What make a microbehavior truly micro is that it’s not supposed to make a difference, or that the difference it makes is easily recoverable. That’s why they are so often left out of automated tests. They are optimized away as irrelevant. And yet part of the point of testing is to challenge ideas about what might be relevant.
In a study done at Florida Tech, Pat McGee discovered that automated regression tests for one very complex product found more problems when the order of the tests was varied. Everything else was kept exactly the same. And, anecdotally, every tester with a little experience can probably cite a case where some inadvertent motion or apparently irrelevant variation uncovered a bug.
Even a test suite with hundreds of simple procedural scripts in it cannot hope to flush out all and probably not most of the bugs that matter, in any complex product. Well, you could hope, but your hope would be naive.

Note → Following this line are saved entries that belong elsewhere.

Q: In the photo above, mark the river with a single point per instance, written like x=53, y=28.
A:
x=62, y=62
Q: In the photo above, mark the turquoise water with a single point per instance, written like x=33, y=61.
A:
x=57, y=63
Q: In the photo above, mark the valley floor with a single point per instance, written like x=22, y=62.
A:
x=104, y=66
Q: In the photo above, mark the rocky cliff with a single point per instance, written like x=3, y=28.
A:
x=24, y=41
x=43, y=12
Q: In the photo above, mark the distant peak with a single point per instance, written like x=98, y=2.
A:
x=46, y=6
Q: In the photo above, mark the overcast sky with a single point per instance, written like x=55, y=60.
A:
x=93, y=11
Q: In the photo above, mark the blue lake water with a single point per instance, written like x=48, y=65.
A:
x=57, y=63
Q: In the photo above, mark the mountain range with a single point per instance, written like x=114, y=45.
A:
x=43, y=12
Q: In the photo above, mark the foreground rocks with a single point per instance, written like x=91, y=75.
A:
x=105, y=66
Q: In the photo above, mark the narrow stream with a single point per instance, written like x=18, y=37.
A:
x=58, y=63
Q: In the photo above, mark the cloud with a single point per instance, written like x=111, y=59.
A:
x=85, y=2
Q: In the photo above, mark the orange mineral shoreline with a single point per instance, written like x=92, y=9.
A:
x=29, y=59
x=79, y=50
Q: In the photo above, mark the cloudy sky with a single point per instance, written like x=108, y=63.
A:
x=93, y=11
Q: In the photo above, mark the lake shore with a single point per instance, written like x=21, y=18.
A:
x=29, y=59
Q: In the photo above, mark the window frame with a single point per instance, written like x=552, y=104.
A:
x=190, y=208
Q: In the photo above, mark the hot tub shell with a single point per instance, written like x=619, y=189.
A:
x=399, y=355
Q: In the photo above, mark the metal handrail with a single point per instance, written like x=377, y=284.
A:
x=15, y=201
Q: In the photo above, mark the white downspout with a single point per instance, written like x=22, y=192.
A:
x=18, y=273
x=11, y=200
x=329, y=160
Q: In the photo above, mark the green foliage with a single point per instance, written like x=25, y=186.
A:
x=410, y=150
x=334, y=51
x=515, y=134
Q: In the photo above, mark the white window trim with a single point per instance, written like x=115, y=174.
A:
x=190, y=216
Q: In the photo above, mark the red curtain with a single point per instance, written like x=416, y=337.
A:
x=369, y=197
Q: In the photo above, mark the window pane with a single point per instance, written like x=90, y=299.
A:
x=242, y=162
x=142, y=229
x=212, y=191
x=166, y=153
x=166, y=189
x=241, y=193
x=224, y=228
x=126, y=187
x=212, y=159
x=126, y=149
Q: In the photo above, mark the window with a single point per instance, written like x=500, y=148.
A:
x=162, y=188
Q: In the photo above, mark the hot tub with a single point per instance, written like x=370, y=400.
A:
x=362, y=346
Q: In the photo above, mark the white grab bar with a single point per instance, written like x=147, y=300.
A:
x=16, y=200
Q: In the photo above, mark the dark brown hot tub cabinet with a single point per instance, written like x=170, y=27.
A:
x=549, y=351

So, that’s why I strive to put microbehaviors into my automation. Among the simplest measures is to vary timing and ordering of actions. I also inject idempotent actions (meaning that they end in the same apparent state they started with) on a random basis. These measures are usually very cheap to implement, and I believe they greatly improve my chances of finding certain state-related or timing-related bugs, as well as bugs in exception handling code.
What about those Flash applications that Mr. Lyndsay sent me? He might legitimately assert that his purpose was not to write a buggy Flash app for testers, but a nice clean brainteaser. That’s fine, but the “mistakes” he made in execution turned into bonus brainteasers for me, so I got the original, plus more. And that’s the same with testing.
I want to test on purpose AND by accident, at the same time.